The tenor of what “lean” is about is shifting, at least in some places, toward the line leader as improver, teacher and coach. Successfully adopting that role requires a qualification that I wish I saw more of as I work with industrial clients – curiosity.

To succeed in this role, a supervisor must be intently curious about, not only the minute-by-minute performance, but what things are affecting it, or could affect it.

Even if he is just walking by, his eyes must be checking – is there excess inventory piling up? Are all of the standard WIP spots filled? Is anyone struggling with the job? Are the carts in the right places? Pressures and temperatures OK? Kanbans circulating correctly? Workers all wearing PPE? Safety glasses? Ear plugs? Does the fork truck driver have his seatbelt fastened?

Though there should also be deliberate checks as part of his standard work, a leader needs to be intently curious about what is happening all of the time.

To improve things requires even more curiosity. “What obstacles do you think are now keeping you from reaching the target?” is not a question that should be answered casually. Rather, the preparation to answer it properly requires careful study – being curious – about what operational conditions must be changed to reach the target.

Sadly, though, my experience is that true curiosity is a pretty rare commodity. A plant manager that can spout off a barrage of facts and figures about how things have to be, but is surprised every time the math doesn’t reflect his view of reality doesn’t impress me much.

Niwa-sensai said once (probably many times) “A visual control that doesn’t trigger action is just a decoration.”

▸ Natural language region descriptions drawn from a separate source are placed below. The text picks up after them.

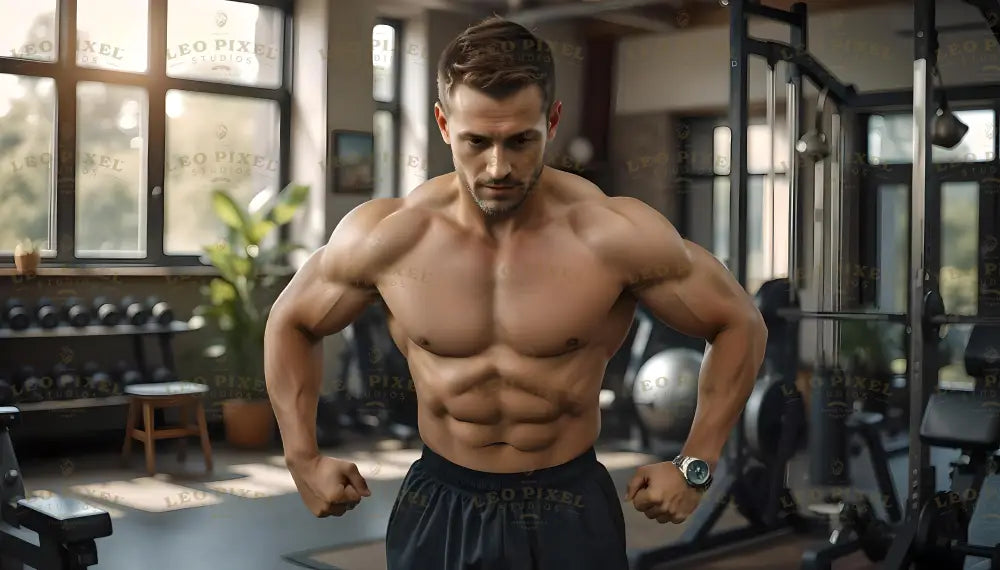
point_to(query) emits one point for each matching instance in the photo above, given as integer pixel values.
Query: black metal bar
(796, 314)
(965, 320)
(65, 197)
(791, 18)
(903, 99)
(807, 64)
(924, 199)
(990, 10)
(156, 151)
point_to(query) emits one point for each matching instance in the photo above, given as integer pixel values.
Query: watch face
(697, 472)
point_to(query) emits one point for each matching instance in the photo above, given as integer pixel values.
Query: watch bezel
(687, 472)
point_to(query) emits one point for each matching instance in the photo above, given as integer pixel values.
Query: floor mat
(363, 556)
(150, 494)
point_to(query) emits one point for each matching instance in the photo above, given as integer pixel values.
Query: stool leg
(206, 445)
(147, 416)
(182, 441)
(133, 415)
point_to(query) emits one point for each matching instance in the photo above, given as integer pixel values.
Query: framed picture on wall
(351, 162)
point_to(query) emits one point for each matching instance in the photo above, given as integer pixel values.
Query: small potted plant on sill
(239, 300)
(27, 257)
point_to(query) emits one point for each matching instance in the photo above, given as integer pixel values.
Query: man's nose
(498, 167)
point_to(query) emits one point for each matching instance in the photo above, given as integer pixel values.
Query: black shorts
(448, 517)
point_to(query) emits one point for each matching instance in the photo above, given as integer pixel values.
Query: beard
(499, 208)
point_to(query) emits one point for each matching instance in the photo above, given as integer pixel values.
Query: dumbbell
(32, 388)
(46, 314)
(107, 313)
(163, 374)
(66, 382)
(98, 383)
(6, 390)
(16, 315)
(127, 375)
(135, 312)
(76, 313)
(160, 311)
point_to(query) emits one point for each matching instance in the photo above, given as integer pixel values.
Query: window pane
(960, 247)
(28, 29)
(756, 275)
(118, 41)
(893, 257)
(27, 165)
(720, 218)
(214, 142)
(110, 170)
(723, 149)
(385, 155)
(890, 139)
(383, 58)
(226, 42)
(758, 141)
(959, 270)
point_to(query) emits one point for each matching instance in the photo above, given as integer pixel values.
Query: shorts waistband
(463, 477)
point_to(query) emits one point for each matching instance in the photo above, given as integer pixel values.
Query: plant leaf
(287, 204)
(228, 211)
(222, 292)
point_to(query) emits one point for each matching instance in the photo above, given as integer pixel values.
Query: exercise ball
(665, 392)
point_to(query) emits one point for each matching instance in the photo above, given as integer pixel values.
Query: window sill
(130, 271)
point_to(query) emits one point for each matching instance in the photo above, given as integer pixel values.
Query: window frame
(394, 107)
(67, 75)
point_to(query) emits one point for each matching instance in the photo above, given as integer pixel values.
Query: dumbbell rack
(164, 334)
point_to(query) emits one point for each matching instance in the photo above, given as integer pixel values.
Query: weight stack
(829, 407)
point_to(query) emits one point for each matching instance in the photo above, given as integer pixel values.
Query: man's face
(498, 146)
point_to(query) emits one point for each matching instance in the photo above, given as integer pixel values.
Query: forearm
(728, 373)
(293, 370)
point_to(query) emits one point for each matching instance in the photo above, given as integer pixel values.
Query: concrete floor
(247, 514)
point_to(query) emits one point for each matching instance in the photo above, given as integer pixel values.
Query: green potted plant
(239, 299)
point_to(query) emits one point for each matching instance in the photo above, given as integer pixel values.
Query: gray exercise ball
(665, 392)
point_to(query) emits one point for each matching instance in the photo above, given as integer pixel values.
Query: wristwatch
(695, 471)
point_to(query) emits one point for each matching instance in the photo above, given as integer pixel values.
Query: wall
(687, 73)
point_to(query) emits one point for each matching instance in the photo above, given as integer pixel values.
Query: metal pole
(739, 85)
(921, 476)
(835, 234)
(768, 206)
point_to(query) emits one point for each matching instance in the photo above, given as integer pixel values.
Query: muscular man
(509, 285)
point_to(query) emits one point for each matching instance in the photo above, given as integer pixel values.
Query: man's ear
(442, 122)
(554, 114)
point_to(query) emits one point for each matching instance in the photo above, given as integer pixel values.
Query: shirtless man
(528, 280)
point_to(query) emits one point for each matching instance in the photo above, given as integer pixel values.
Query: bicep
(323, 298)
(700, 299)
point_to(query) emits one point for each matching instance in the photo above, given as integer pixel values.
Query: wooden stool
(148, 397)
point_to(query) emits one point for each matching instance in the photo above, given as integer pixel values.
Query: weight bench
(970, 422)
(66, 528)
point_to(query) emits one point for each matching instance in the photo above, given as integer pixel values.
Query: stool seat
(166, 389)
(146, 398)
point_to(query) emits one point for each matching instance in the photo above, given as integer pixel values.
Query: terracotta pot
(27, 262)
(249, 423)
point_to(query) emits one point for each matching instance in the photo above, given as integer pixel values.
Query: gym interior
(838, 156)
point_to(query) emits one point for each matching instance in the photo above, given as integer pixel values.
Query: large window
(959, 174)
(385, 91)
(119, 117)
(707, 161)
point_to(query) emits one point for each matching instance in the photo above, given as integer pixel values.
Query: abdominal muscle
(545, 414)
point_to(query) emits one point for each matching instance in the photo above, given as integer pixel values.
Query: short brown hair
(498, 57)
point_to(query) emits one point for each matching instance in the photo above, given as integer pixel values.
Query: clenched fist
(660, 492)
(328, 486)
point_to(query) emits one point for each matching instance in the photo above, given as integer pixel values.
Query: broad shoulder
(632, 237)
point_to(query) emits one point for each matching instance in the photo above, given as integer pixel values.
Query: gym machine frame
(921, 324)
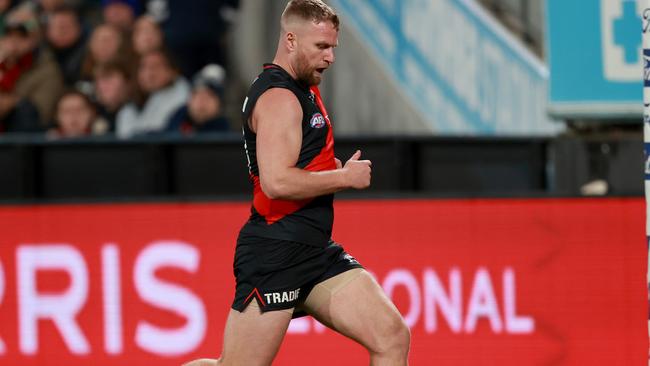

You have to be curious about what those visual controls are telling you. What good is a gage if it is supposed to read between 4 and 6, but drops to 0 and nobody notices?

That supervisor walking through the area needs to be visually sweeping those gages, looking for leaks, anything unusual or abnormal, and taking action.

“How did that stain get here?” Run the trap line. The process, as designed, shouldn’t let anything leak. Why did it? What is really happening?

All we practitioners can do is patiently, again and again, walk the line with them, ask what they see, stand in the chalk circle with them, and do our best to teach them to see what we do.

Show them the system, show them the future consequences of letting this little thing slide – how second shift is going to be brought to their knees because the work isn’t being processed according to the FIFO rules.

I suspect, though, that at least a few leaders get promoted and somehow believe they reach a level where they are exempt from checking and teaching. That’s someone else’s job.

But if not them, who? And how do they know it is getting done?

5 Replies to “Curiosity”

  1. As always, very well put. Curiosity is critically important.

    I will disagree on one point, though. I don’t believe that “at least a few leaders get promoted and somehow believe they reach a level where they are exempt from checking and teaching.”

    I believe the long tradition of command and control leadership has resulted in the vast majority behaving as though they are exempt from checking and teaching.

  2. When I was young I visited NYC for the first time and observed a man lying on the sidewalk and people stepping around him. He wasn’t “dead” but I’ve since related this experience to what I call stepping over “dead” bodies in the factory. I think there is a bit of a crowd psychology at work in both cases. “No one else seems to care about this so I guess I don’t either.” and there is a bit of negative reinforcement: “if I deal with this I will have more work to do and the work that is expected of me will not get done.” Imagine if there was a pool of water forming under your sink at home. In that case the negative consequences of inaction fall directly on you (of course the kids may just step over that dead body too.) I think that the more managers can create the mentality that “this is our house.” or “this is our work bay.” and the more cross accountability there is among members of the team maintaining that area, the more likely we are to get curious inquiries into something that isn’t right. Obviously management has to show that they care about it and are willing to expend energy to fix it. If Dad doesn’t care about the puddle on the floor why should the kids?

  3. Mark…
    I am huge fan of your blogs. I have learnt a lot and continue to apply the same in my job as a plant manager. We have been able to bring a huge turnaround in the plant from safety, quality, delivery point of view in a year. Cost and cash as always have followed in the right direction as started engaging in improving safety…by way of better workplace and culture.
    We followed the approach of kaizen events…it has helped the team to get familiar with lot of the lean tools. I see this as stepping stone to create a problem solving culture…where everyone is thinking and acting to improve his work…from safety, quality and delivery(cycle time/lead time). Cost and cash(inventory) will
    follow it…
    Thanks for being a virtual sensei….

  4. Was reading another of your post, when came across this one. It was both appropriate and timely; as I am part of a large manufacturing change, where we are all learning that everyone needs to keep curiosity at the forefront of improving and seeing the possibility of what can be.